American Farmland Trust Releases Assessment of Farm Safety Net Proposals

Wed, 19 Oct 2011 09:27:48 CDT

American Farmland Trust Releases Assessment of Farm Safety Net Proposals "Amidst the Super Committee's work to create a deficit reduction plan, many organizations have proposed alternatives to the current Title I farm safety net programs," says Jon Scholl, American Farmland Trust (AFT). "The result has been an alphabet soup of 10 proposals. The details of any one program can create confusion even for those most versed in farm policy, so we commissioned a side by side analysis to help inform the farm bill debate."


To help people understand the proposals, AFT has engaged noted Ohio State University agricultural economist Dr. Carl Zulauf to analyze the features of these leading safety net proposals.


"Since the 1930s, the federal government has been involved in farm, food and conservation policy," adds Scholl. "With today's budget conditions, it's important to consider what is the right role for the government to play in helping farmers manage risk, and what characteristics set the standard for good public policy."


Zulauf's assessment found positives including:

Ninety-percent of the proposals would require the farms to experience a loss in order to receive government assistance, making the farm safety net a risk management partnership between farms and the public.

Ninety-percent of the proposals address both an existing hole in today's crop insurance program: multiple-year revenue declines that are not the fault of the farm, and, the current imbalance in the farm safety net, shallow revenue losses. These nine proposals would in effect make the risk management safety net more equitable across crops and regions.

Eight of the programs would end fixed-prices or a revenue-benchmark, removing the incentive to adjust (production) to risk events.


Similarly, there were concerns raised in the assessment:

The proper economic justification for a farm safety net is to address systemic risks that occur across many farms, not losses unique to an individual farm or a small number of farms.

The majority of the ten proposals would address risk at the farm level, if for no other reason than such a program delivers the most risk assistance to individual farms.

Providing more assistance to individual farms than their share of systemic risk leads to inefficient use of public and private resources by encouraging more production in areas with the greatest risk, creating detrimental environmental consequences since risky production areas are often environmentally-sensitive areas, encouraging the use of more risky production practices, and, increasing the cost of the program to the public.

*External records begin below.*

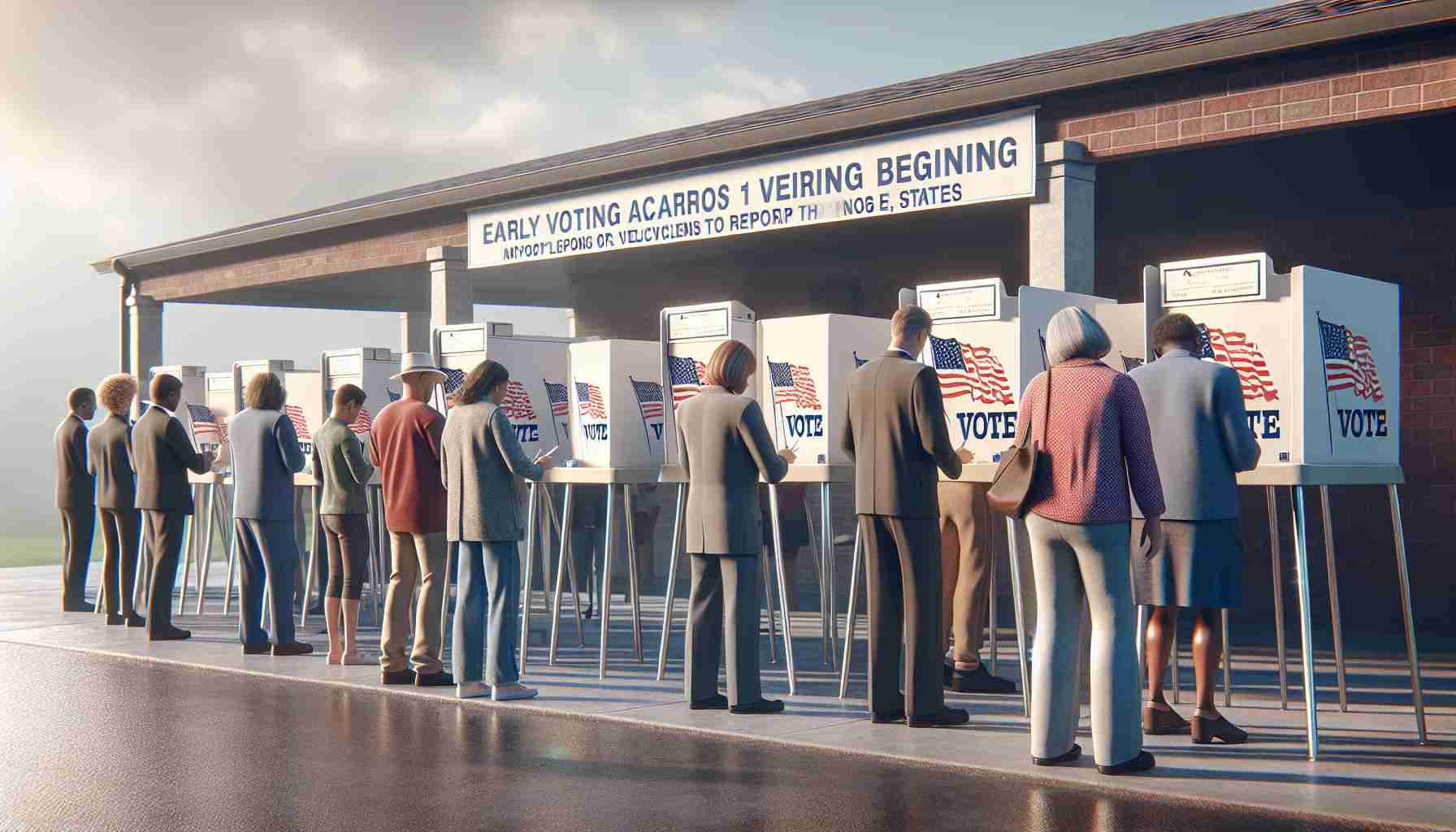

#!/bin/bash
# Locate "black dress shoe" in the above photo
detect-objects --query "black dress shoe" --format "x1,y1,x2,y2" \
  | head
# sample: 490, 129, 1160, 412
147, 626, 193, 641
1031, 743, 1081, 765
415, 670, 454, 687
1096, 752, 1155, 774
945, 661, 1016, 694
728, 700, 783, 714
274, 641, 313, 656
906, 708, 971, 729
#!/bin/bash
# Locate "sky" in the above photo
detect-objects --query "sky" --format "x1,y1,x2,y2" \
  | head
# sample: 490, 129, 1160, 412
0, 0, 1271, 533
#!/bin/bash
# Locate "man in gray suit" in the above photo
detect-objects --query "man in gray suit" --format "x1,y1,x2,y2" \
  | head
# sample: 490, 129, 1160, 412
838, 306, 971, 727
131, 373, 214, 641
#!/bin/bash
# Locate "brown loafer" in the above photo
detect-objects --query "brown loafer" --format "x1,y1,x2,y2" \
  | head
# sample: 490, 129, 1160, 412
1143, 705, 1188, 734
1193, 714, 1250, 746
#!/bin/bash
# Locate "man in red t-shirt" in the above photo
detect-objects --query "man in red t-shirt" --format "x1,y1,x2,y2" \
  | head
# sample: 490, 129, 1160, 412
370, 353, 454, 687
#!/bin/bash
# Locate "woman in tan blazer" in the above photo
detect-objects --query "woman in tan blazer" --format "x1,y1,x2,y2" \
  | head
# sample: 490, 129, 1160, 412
675, 341, 794, 714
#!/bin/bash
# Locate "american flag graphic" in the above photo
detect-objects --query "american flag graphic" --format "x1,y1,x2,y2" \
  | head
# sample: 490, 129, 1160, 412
667, 356, 708, 411
632, 379, 662, 419
930, 335, 1015, 405
542, 379, 570, 417
577, 382, 607, 418
186, 404, 228, 444
283, 405, 313, 441
436, 367, 465, 410
500, 382, 535, 421
1320, 321, 1384, 402
769, 362, 821, 411
1198, 323, 1278, 402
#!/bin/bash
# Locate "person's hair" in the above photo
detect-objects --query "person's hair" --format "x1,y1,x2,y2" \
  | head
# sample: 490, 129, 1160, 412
704, 341, 759, 393
466, 358, 511, 405
150, 373, 182, 402
1046, 306, 1112, 367
243, 373, 288, 411
96, 373, 136, 414
890, 306, 934, 341
1153, 312, 1198, 356
333, 384, 368, 410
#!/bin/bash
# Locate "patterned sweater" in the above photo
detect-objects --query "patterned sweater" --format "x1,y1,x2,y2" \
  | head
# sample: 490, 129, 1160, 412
1016, 358, 1164, 523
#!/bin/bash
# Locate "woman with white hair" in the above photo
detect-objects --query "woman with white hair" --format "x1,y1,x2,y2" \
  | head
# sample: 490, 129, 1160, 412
1016, 306, 1164, 774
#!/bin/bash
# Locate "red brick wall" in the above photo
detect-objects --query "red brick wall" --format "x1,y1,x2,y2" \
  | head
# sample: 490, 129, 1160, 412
1042, 31, 1456, 158
136, 208, 466, 300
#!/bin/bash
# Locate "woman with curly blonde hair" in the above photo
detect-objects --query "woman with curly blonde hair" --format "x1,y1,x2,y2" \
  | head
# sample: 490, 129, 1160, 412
86, 373, 147, 626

"We must remember as farm policies are being debated that the decisions that are made on farm safety net have numerous implications," says Scholl. "Not only do these programs have the ability to support farms from risks they can't control, they can influence farmers' economic and environmental behavior. At the end of the debate, we must end up with a farm safety net that meets the needs of modern agriculture, is publically accountable and eliminates any detrimental effects."